Ich brauche dich nicht daran zu erinnern, daß wir das mächtig übertrieben fanden. Denn was bedeutete das für uns? Unser Abenteuer war schließlich gut ausgegangen! Zwar hatten wir Hand an die Grundfesten der Welt gelegt, aber es war ja nichts passiert.
»Zufall«, sagte man uns. »Reines Glück, mehr nicht. Denn wäre der Ablauf nur um ein Iota von dem abgewichen, wie er hätte sein sollen, hätte es die Versuchsanordnung höchstwahrscheinlich auseinandergerissen. Eine Neutronenbombe wäre im Vergleich dazu ein Knallfrosch gewesen.«
Am selben Abend wurde das Areal abgesperrt, aber deine kleine Verehrerin, Sylvia, deren Vater den Wachdienst leitete, hatte mitbekommen, daß der Fernsprecher in der Zeitzone erst am nächsten Morgen untersucht und dann demontiert werden sollte. Es wäre die letzte Gelegenheit, den Apparat noch einmal auszuprobieren, und das ließ ihr keine Ruhe.
Als ich endlich im Bett lag, hörte ich, wie kleine Steinchen gegen mein Zimmerfenster geworfen wurden. Ich stand auf und sah nach draußen. Dort unten wart ihr, du und deine kleine Freundin, und recktet eure Gesichter zu mir hoch. In dieser Nacht, als vieles drunter und drüber gegangen und die ganze Siedlung in Aufruhr geraten war, hatte Sylvia sich ein Herz gefaßt, und du warst ihrem Charme erlegen und hattest ihrem Betteln zuletzt nachgegeben.
»Kommst du mit, Rick? Wir wollen ein letztes Mal in die Höhle. Morgen ist alles vorbei.«
»Bist du wahnsinnig! Viel zu gefährlich. Was sollen wir da noch?«
»Ich will Sylvia den Kommunikator zeigen. Letzte Chance.«
Das gefiel mir ganz und gar nicht, trotzdem schlüpfte ich in meine Klamotten und schloß mich euch an. Wenn ihr euch schon auf diesen Irrsinn einließet, könnte es vielleicht helfen, wenn ich dabei wäre. Heute weißt du, daß das alles ein Fehler war. Ich hätte euch stattdessen von dem Plan abbringen sollen. Aber ich sah deine Entschlossenheit und spürte, daß nichts dich aufhalten konnte, wenn du dir einmal etwas in den Kopf gesetzt hattest. Schon gar nicht ein hastig aufgebauter Sperrzaun und die Wachen, die davor patroullierten. Es kam dir zupaß, daß wir unseren geheimen Zugang verschwiegen hatten, und so war es ein Leichtes, im Schutz der Dunkelheit bis zu dem Versteck vorzudringen.
Ob wir wußten, was wir da taten, David? Ich glaube, das wußten wir nicht, obwohl wir geduldig und gehorsam den Erklärungen der Erwachsenen gelauscht hatten. Wir hatten die Theorie verstanden, die sie uns über das Phänomen darlegten, aber wir hatten nichts von der praktischen Seite begriffen. Nicht in letzter Konsquenz, nicht bis zum Ende. Wir konnten uns nicht vorstellen, was es bedeutete, wenn etwas schiefginge. Wir hatten alles im Griff, glaubten wir, was sollte also schon schiefgehen, wir beherrschten das Wunder. Aber das Wunder wendete sich gegen uns.

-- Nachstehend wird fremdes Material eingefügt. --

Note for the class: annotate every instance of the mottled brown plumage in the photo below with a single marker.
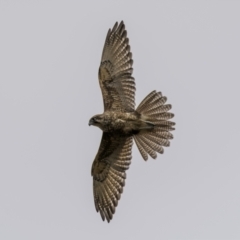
(148, 125)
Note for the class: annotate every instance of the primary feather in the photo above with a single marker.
(148, 125)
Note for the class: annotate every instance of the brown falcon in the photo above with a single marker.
(148, 125)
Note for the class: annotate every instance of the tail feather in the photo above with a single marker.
(152, 110)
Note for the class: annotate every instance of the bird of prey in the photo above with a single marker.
(148, 124)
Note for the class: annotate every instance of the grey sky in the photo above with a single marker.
(49, 57)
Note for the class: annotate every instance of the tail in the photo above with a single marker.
(155, 113)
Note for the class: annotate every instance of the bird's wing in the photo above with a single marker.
(115, 71)
(108, 171)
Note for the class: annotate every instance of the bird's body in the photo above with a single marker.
(123, 122)
(148, 124)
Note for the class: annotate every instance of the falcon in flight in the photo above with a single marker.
(148, 124)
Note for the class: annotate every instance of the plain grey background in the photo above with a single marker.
(49, 57)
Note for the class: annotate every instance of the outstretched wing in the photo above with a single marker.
(115, 71)
(108, 171)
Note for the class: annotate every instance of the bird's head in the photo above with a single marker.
(96, 120)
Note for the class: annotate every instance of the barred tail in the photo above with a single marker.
(154, 110)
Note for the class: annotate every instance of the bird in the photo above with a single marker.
(148, 125)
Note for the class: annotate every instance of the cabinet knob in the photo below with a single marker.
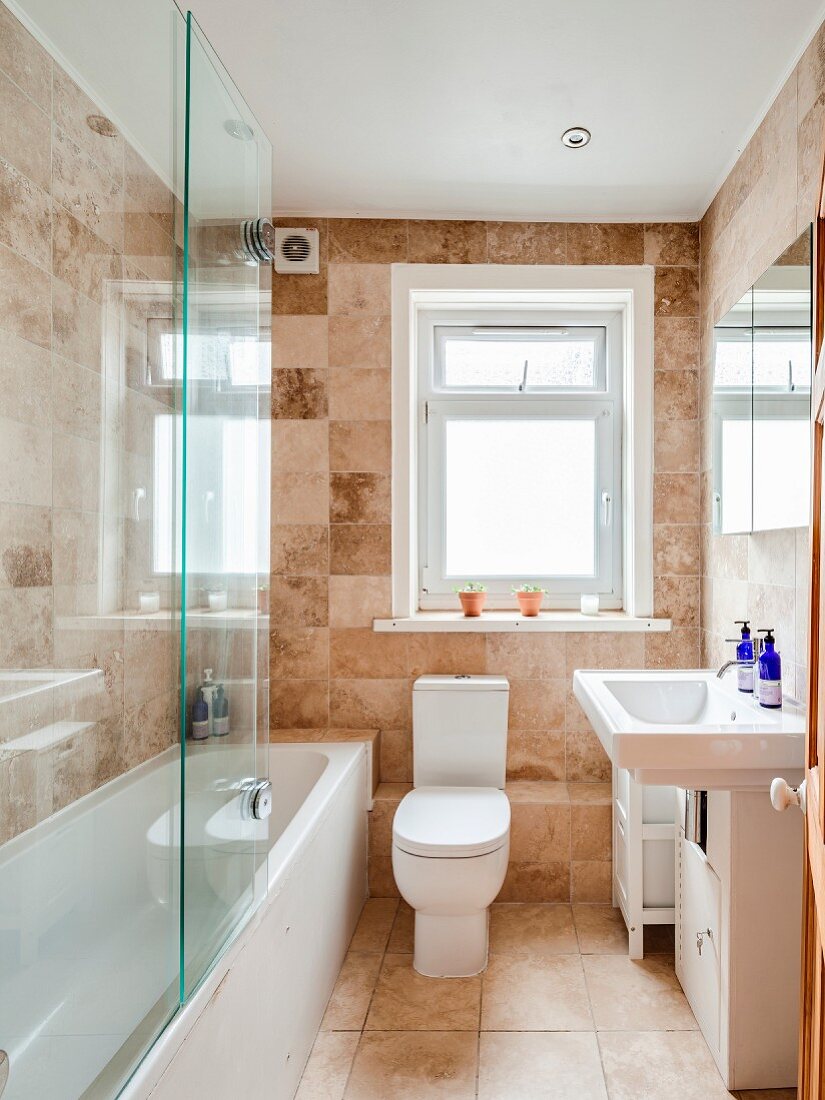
(783, 795)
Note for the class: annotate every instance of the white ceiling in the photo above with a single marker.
(454, 108)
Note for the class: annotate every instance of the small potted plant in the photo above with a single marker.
(473, 596)
(529, 598)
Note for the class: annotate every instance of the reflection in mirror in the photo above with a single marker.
(761, 399)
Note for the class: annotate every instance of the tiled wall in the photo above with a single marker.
(767, 200)
(331, 528)
(81, 221)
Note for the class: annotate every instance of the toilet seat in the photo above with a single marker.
(452, 822)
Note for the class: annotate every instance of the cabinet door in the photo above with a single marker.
(701, 910)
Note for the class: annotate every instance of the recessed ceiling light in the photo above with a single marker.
(575, 138)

In sternengetupfter Dunkelheit schlichen wir uns in die Höhle. Es dauerte eine Weile, bis sich unsere Augen an die Dunkelheit gewöhnt hatten. Einzige Lichtquelle im Inneren war das schwache Glimmen, das den Kommunikator umgab, und das erst allmählich die Felswände ringsum aus dem Zwielicht hervortreten ließ. Neugierig beugte sich Sylvia über den Apparat.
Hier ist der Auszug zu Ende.